Re: [PATCH 51/50] xfs: add xfs sb v4 support for dirent filetype field

To: Dave Chinner <david@xxxxxxxxxxxxx>
Subject: Re: [PATCH 51/50] xfs: add xfs sb v4 support for dirent filetype field
From: Geoffrey Wehrman <gwehrman@xxxxxxx>
Date: Thu, 22 Aug 2013 11:14:56 -0500
Cc: Ben Myers <bpm@xxxxxxx>, Eric Sandeen <sandeen@xxxxxxxxxxx>, Mark Tinguely <tinguely@xxxxxxx>, xfs@xxxxxxxxxxx
Delivered-to: xfs@xxxxxxxxxxx
In-reply-to: <20130822020226.GR6023@dastard>
References: <1376304611-22994-1-git-send-email-david@xxxxxxxxxxxxx> <20130819201940.516942026@xxxxxxx> <5212AA1D.3000809@xxxxxxxxxxx> <52137D3D.8060205@xxxxxxx> <20130821000624.GO6023@dastard> <20130821170336.GJ5262@xxxxxxx> <20130822020226.GR6023@dastard>
User-agent: Mutt/1.5.14 (2007-02-12)
On Thu, Aug 22, 2013 at 12:02:26PM +1000, Dave Chinner wrote:
| On Wed, Aug 21, 2013 at 12:03:36PM -0500, Ben Myers wrote:
| > Hi Dave,
| > 
| > On Wed, Aug 21, 2013 at 10:06:24AM +1000, Dave Chinner wrote:
| > > On Tue, Aug 20, 2013 at 09:29:17AM -0500, Mark Tinguely wrote:
| > > > I repeat, if you have technical concerns for the feature's
| > > > implementation and its impact on v4 filesystems because it uses
| > > > common directory code, then it should be held back for more testing.
| > > 
| > > I missed this comment.
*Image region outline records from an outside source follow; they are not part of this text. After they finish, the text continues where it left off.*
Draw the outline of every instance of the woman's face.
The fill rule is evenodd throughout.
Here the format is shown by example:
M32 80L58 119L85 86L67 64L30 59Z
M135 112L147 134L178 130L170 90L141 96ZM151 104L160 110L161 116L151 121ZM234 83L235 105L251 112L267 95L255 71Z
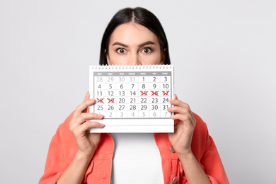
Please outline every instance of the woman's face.
M114 30L106 57L109 65L163 64L165 61L157 36L133 22L122 24Z

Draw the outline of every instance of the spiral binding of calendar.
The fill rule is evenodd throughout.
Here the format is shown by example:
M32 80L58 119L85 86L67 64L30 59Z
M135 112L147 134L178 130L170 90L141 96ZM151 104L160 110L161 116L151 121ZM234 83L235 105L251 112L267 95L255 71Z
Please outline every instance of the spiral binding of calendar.
M92 69L171 69L173 65L163 65L163 64L154 64L154 65L93 65L91 66Z

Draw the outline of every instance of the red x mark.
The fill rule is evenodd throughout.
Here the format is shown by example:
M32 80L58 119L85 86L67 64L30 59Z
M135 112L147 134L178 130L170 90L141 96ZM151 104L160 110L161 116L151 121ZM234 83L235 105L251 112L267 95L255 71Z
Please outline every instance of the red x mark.
M109 101L108 101L108 103L109 103L110 102L114 103L114 99L115 99L115 98L111 98L111 100L110 100L110 99L108 98L108 100L109 100Z
M168 93L169 91L167 91L167 92L165 93L165 91L162 91L162 92L163 92L163 96L165 96L165 95L168 96Z
M105 98L100 98L100 99L98 99L98 98L97 98L97 100L98 100L98 102L97 103L104 103L103 102L103 99L105 99Z
M158 95L158 92L159 92L159 91L155 91L155 92L151 91L151 92L152 93L152 94L151 94L151 96L156 95L156 96L159 96Z
M141 93L142 93L142 94L141 94L141 96L148 96L147 94L146 94L146 93L148 93L149 91L144 91L144 93L143 92L143 91L140 91Z

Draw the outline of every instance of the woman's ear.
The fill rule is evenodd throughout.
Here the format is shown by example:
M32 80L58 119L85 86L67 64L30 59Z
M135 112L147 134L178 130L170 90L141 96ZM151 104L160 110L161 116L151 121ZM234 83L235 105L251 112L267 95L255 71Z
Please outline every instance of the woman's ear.
M112 65L112 64L110 63L110 59L109 59L108 53L106 52L106 49L105 49L105 54L106 61L108 62L108 64Z
M166 54L167 54L167 49L164 48L164 50L161 53L161 59L160 61L161 64L164 64Z

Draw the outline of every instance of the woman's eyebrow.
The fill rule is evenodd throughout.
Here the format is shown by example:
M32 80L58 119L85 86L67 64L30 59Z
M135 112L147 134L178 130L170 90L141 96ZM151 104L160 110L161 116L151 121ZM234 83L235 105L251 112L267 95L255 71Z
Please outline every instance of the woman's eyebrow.
M128 47L127 45L122 44L122 43L120 43L120 42L115 42L115 43L113 43L113 46L114 46L114 45L120 45L120 46L122 46L125 47Z
M144 43L139 45L139 47L143 47L143 46L145 46L146 45L150 45L150 44L154 45L154 42L153 42L151 41L146 42L144 42Z
M150 45L150 44L154 45L155 43L154 42L151 42L151 41L148 41L148 42L143 42L143 43L139 45L138 46L143 47L143 46L145 46L146 45ZM115 42L115 43L113 43L113 46L114 46L114 45L120 45L120 46L122 46L125 47L128 47L127 45L126 45L123 43L121 43L121 42Z

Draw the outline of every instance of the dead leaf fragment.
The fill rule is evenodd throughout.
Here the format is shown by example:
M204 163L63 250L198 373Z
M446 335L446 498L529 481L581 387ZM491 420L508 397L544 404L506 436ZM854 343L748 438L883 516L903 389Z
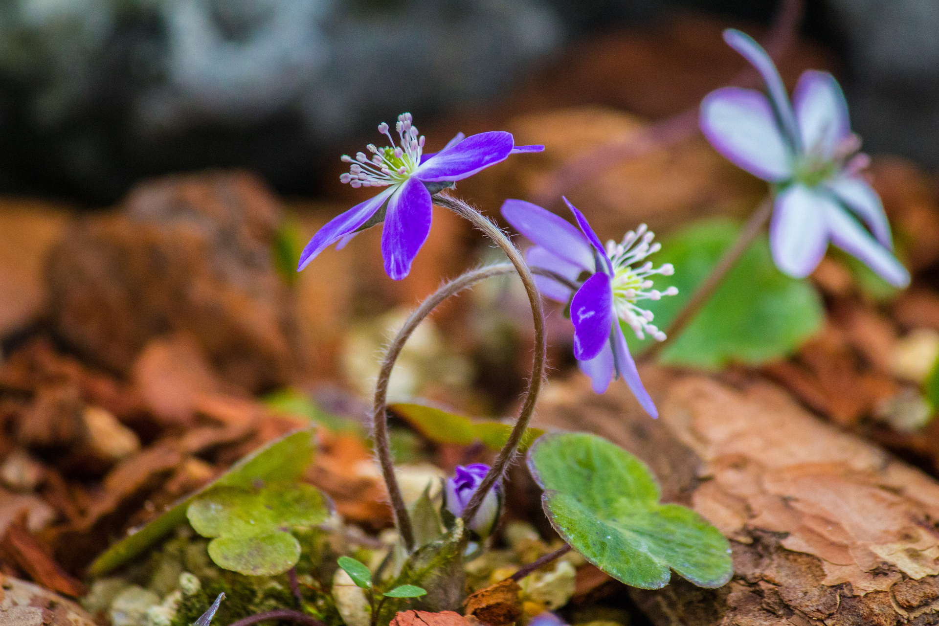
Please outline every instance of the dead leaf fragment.
M519 592L518 583L506 578L467 598L463 603L464 613L489 626L514 624L522 615Z
M389 626L470 626L470 621L453 611L401 611Z

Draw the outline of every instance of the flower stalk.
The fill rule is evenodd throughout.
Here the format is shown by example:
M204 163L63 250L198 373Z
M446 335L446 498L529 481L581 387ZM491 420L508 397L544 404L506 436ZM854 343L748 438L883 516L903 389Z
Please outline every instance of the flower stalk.
M505 473L506 467L515 457L518 444L521 442L534 413L535 402L541 390L542 381L545 375L545 360L546 356L546 339L545 335L545 314L542 307L541 295L535 285L534 277L531 270L526 265L521 252L502 233L501 229L493 223L488 218L480 213L477 209L449 195L437 194L434 202L439 206L448 208L460 217L468 220L484 235L489 237L498 245L505 255L509 257L511 266L501 264L483 267L463 274L462 276L447 282L438 289L430 298L425 299L420 307L405 321L404 326L398 330L397 335L392 341L385 353L381 363L381 370L378 373L378 380L375 389L375 403L373 405L372 421L375 435L375 447L378 456L378 463L381 466L382 477L388 487L388 495L391 499L392 509L394 512L395 525L401 533L405 547L411 551L414 549L414 531L411 527L410 517L408 514L408 507L401 493L401 488L394 476L394 466L392 460L391 443L388 435L388 383L391 379L392 369L397 360L405 343L410 337L417 326L437 308L443 300L454 296L464 289L471 286L475 282L491 276L504 274L514 270L518 274L525 286L525 291L531 305L531 317L534 323L534 344L535 351L532 358L531 376L529 379L528 389L525 392L525 401L518 413L518 418L509 434L509 438L502 449L499 451L495 462L489 471L480 481L472 497L463 509L461 518L464 524L469 525L475 517L479 508L483 505L486 494L493 488Z

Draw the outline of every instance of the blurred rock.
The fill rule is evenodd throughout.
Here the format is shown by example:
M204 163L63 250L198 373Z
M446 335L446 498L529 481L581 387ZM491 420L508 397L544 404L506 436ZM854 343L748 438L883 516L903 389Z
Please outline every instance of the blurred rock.
M149 339L184 330L229 382L283 385L296 365L297 322L270 256L279 220L275 199L246 174L144 183L120 212L83 220L53 251L55 329L123 373Z
M4 576L3 591L3 626L95 626L78 604L38 585Z
M481 101L562 39L545 0L0 3L0 185L98 202L237 162L308 190L325 144L377 115ZM38 140L41 138L41 140Z
M41 315L46 304L42 262L70 219L62 206L0 200L0 339Z

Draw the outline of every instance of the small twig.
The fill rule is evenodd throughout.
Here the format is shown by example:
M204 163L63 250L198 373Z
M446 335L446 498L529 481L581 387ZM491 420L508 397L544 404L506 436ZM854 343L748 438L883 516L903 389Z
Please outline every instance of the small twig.
M264 613L250 615L247 618L242 618L241 619L233 622L229 626L251 626L252 624L267 621L269 619L290 619L301 624L307 624L307 626L326 626L325 623L307 615L306 613L300 613L300 611L294 611L288 608L279 608L273 611L265 611Z
M564 545L558 548L554 552L548 553L544 557L541 557L540 558L531 561L531 563L523 567L521 570L516 572L514 574L509 576L506 580L514 580L517 583L519 580L529 575L532 572L540 570L541 568L545 567L546 565L553 561L555 558L558 558L559 557L563 557L570 551L571 551L571 546L565 543Z
M764 47L774 61L778 61L789 51L795 39L796 29L802 22L803 0L783 0L777 19L764 39ZM756 86L760 74L747 66L731 81L731 84L744 87ZM654 122L628 135L598 145L587 154L562 165L544 185L541 191L532 195L536 205L550 206L559 201L567 190L597 176L617 162L636 159L656 148L666 148L690 139L698 132L698 105L680 114Z
M704 282L695 290L695 293L688 301L685 303L685 306L682 307L678 314L669 324L669 328L665 329L665 341L655 342L649 346L649 349L642 353L640 357L641 360L650 361L654 359L669 344L678 338L678 335L685 330L685 327L694 319L694 316L698 314L698 312L700 311L701 307L707 303L711 296L714 295L714 292L720 286L720 283L727 276L727 272L740 260L740 257L747 252L750 244L753 243L753 240L757 238L757 236L760 235L760 232L769 221L769 216L772 213L773 195L770 194L760 203L757 209L753 211L753 215L750 216L750 219L744 225L744 229L740 232L740 235L737 236L737 239L733 242L733 245L724 252L724 255L717 261L717 265L714 267L714 269L704 279Z
M303 608L303 596L300 593L300 581L297 579L297 568L292 567L287 570L287 581L290 583L290 590L293 591L294 598L297 599L297 607Z
M434 202L439 206L449 208L460 217L469 220L472 222L473 226L483 231L487 237L502 249L505 255L509 257L509 261L515 266L516 272L517 272L518 278L521 279L522 284L525 286L525 293L528 295L529 303L531 305L531 319L534 323L534 358L531 364L531 376L529 378L528 389L525 391L525 401L522 403L522 408L518 412L518 417L512 427L512 432L509 433L508 440L502 446L501 450L499 450L499 454L496 455L496 460L493 462L492 466L489 467L489 471L486 472L482 482L476 487L476 491L473 492L470 502L467 503L466 508L463 510L463 514L460 517L463 523L469 526L472 518L476 515L476 511L483 505L483 500L485 498L486 494L489 493L496 481L499 481L502 477L505 469L509 466L509 463L515 458L516 452L518 450L518 444L521 443L522 437L525 436L529 421L531 420L531 415L534 413L534 405L538 400L538 392L541 390L541 384L545 378L545 360L547 356L547 343L545 337L545 313L541 302L541 293L534 283L534 277L531 276L531 270L529 269L521 252L509 240L509 237L505 236L501 229L474 207L458 198L438 194L434 196Z

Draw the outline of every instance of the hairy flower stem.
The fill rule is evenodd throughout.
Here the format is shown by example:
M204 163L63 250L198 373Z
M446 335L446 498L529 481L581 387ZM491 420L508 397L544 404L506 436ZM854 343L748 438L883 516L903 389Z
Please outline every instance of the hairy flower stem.
M547 342L545 337L545 312L542 308L541 293L538 291L538 287L535 286L531 270L529 269L528 264L525 263L522 253L499 226L477 209L457 198L438 194L434 196L434 202L439 206L449 208L460 217L469 220L472 222L473 226L481 230L484 235L502 249L505 255L509 257L509 261L515 266L516 272L518 273L518 278L521 279L522 284L525 286L525 293L528 295L529 303L531 305L531 320L534 323L534 358L531 365L531 376L529 378L528 389L525 391L525 402L518 412L518 418L512 427L508 440L502 446L502 449L499 450L499 454L489 468L489 472L483 479L483 481L480 482L472 497L470 498L470 502L463 510L461 518L463 519L463 523L469 526L472 518L476 515L476 511L483 505L483 500L485 498L485 495L489 493L489 489L496 483L496 481L502 477L505 469L509 466L509 463L515 458L516 452L518 450L518 444L525 435L529 421L531 420L531 415L534 413L534 405L538 400L538 393L541 391L541 385L545 379L545 359L547 353Z
M256 624L262 621L273 620L273 619L289 619L290 621L296 621L300 624L306 624L307 626L326 626L323 622L316 618L307 615L306 613L300 613L300 611L293 611L288 608L276 609L273 611L265 611L264 613L258 613L256 615L250 615L247 618L242 618L238 621L232 622L230 626L251 626L252 624Z
M685 306L682 307L675 318L671 320L669 327L665 329L666 339L664 342L656 342L649 347L648 350L642 353L640 359L643 361L652 361L662 353L669 344L675 341L678 336L685 330L698 312L701 310L707 301L714 295L714 292L717 290L720 283L723 282L724 278L731 267L740 260L747 249L750 247L754 239L760 235L763 226L769 221L769 217L773 213L773 194L766 196L762 202L757 206L757 209L753 211L753 215L750 219L747 221L744 224L744 229L737 236L737 239L731 246L730 250L724 252L724 256L720 257L717 261L717 265L714 267L711 273L708 274L704 282L700 283L695 293L691 296Z
M563 557L570 551L571 551L571 546L565 543L563 546L558 548L554 552L550 552L545 555L544 557L541 557L540 558L531 561L531 563L523 567L521 570L516 572L514 574L509 576L507 580L514 580L517 583L519 580L529 575L532 572L540 570L541 568L545 567L546 565L553 561L555 558L558 558L559 557Z
M464 523L469 523L469 520L471 520L476 514L479 507L483 504L485 495L496 483L496 481L502 476L502 473L512 461L512 458L518 448L518 443L521 441L522 436L525 434L525 430L528 427L528 423L531 419L531 414L534 412L534 404L537 400L538 392L541 389L541 383L545 374L545 358L546 351L545 317L542 311L541 295L538 292L538 288L534 284L534 278L531 276L531 271L525 264L525 260L522 258L521 252L518 252L518 249L512 244L509 238L505 237L502 231L500 230L496 224L462 200L446 195L435 195L434 202L439 206L449 208L457 215L469 220L474 226L483 231L484 234L485 234L500 248L502 249L506 256L508 256L509 260L512 262L512 265L500 264L471 270L444 284L430 298L422 302L421 306L410 314L410 316L405 321L404 326L398 330L397 335L392 341L388 350L385 352L385 357L381 363L381 370L378 373L377 384L375 389L375 405L372 413L375 448L378 455L378 463L381 466L381 473L384 477L385 484L388 487L389 498L392 501L392 508L394 511L394 521L397 525L398 532L401 533L401 538L404 541L405 547L408 551L413 550L415 547L414 531L411 527L410 517L408 514L408 507L405 504L404 496L401 494L401 488L398 486L397 480L394 477L394 466L392 461L391 445L388 437L387 408L388 382L391 379L392 369L394 367L394 362L401 354L401 349L404 347L405 343L410 337L411 333L414 332L414 329L417 328L418 324L429 315L437 306L451 296L454 296L479 281L491 276L498 276L500 274L516 271L521 278L522 282L525 285L525 291L528 293L529 300L531 304L531 313L534 320L535 354L533 359L534 362L531 368L531 377L529 379L525 402L518 414L518 419L516 420L516 424L509 435L508 440L500 450L499 455L497 456L496 461L492 465L489 472L483 479L483 481L480 483L476 492L473 494L470 502L464 509L462 516ZM559 277L552 275L552 278ZM563 280L563 282L569 282L566 280Z

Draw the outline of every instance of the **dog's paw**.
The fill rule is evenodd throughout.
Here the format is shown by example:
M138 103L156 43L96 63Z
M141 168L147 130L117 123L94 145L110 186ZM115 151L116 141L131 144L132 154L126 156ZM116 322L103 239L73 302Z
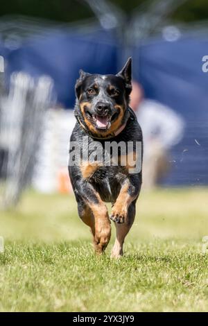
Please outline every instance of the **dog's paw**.
M118 224L123 223L127 219L127 209L117 210L116 207L114 207L112 211L110 219Z

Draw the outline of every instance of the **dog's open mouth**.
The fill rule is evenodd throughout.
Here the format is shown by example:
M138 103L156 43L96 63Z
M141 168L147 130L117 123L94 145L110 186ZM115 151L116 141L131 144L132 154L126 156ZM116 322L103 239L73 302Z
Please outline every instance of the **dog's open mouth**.
M96 126L97 129L107 130L111 126L112 122L113 122L119 116L119 112L114 113L112 116L100 116L97 114L93 114L89 110L86 111L86 116L89 120L90 120Z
Mark, I'm really concerned that SGI is taking
| > > the stance that the dtype code is fully working unless otherwise
| > > proven to have problems.  That is a dangerous approach to take for
| > > new code and new on-disk formats - it should be considered with
| > > suspicion and paranoia until enough testing has been done to negate
| > > those concerns.
| > > 
| > > The reason I only proposed this for v5 superblocks is to enable
| > > wider testing and get us to the point where we are not concerned
| > > anymore about it before we say it is ready for production
| > > deployment.
| > > 
| > > I have technical concerns that arise once the feature bit it
| > > enabled, not when it is disabled. Those technical concerns center
| > > around off-by-one and alignment issues as a result of increasing the
| > > dirent size when the feature bit is enabled - they pack differently
| > > into the directory structure and hence will exercise allocation,
| > > freespace and logging differently.
| > > 
| > > See my previous comments about how hard the directory code is to
| > > test and validate - that's why I want to enable in V5 first so we
| > > can shake out problems over a wider (but still constrained) user
| > > base that understand that EXPERIMENTAL means that they might still
| > > be corruption bugs lurking.
| > 
| > I understand the sentiment that it would be nice to get this into v5 for 
| > early initial testing.  However, we agreed to take in the crc work as
| > experimental on the condition that it does not regress v4 superblocks, and 
| > the knowledge that it might take awhile to be completed.  It's still 
| > and that's ok.  We knew that was coming.  But this was an agreement made for
| > one feature only.
| No, it was made for all the on-disk changes that were proposed for
| the new v5 format. The dirent changes were part of that - that's
| been the POR for the past couple of years, I was clear and up front
| about this and mentioned it several times during the weekly con
| calls. I even specifically said at one point that if I don't get it
| done for the initial merge that I'd need use an incompat feature bit
| for it. At no time during those discussions did SGI say *anything*
| about needing it on v4.
| No, that didn't happen until I posted the patches for review with
| performance numbers attached. And here we are....
| Further, I'm seriously concerned that the maintainer is claiming to
| be unaware of the the public POR for this feature, especially as
| this very feature has specifically talked about and mentioned in the
| context of CRCs and features in discussions over the past few
| months.

I am claiming to be unaware of the POR for this feature.
I have finally found a reference on February 25 of this year.
[http://oss.sgi.com/archives/xfs/2013-02/msg00451.html] As this feature
was lumped in with the CRC work, I never noticed it.  It is my fault
that I don't read the list more carefully.  However, what was posted
did not provide any design information, or code.  Even if I had noticed
your references to the feature, I would have had no clue as to how the
feature would be implemented.  It wasn't until you posted the patch on
July 19 that there was any type of indication as to how the feature is
implemented.  [http://oss.sgi.com/archives/xfs/2013-07/msg00422.html]
Had I been aware of the design and implementation details earlier,
I would have had an opportunity to raise my concerns earlier.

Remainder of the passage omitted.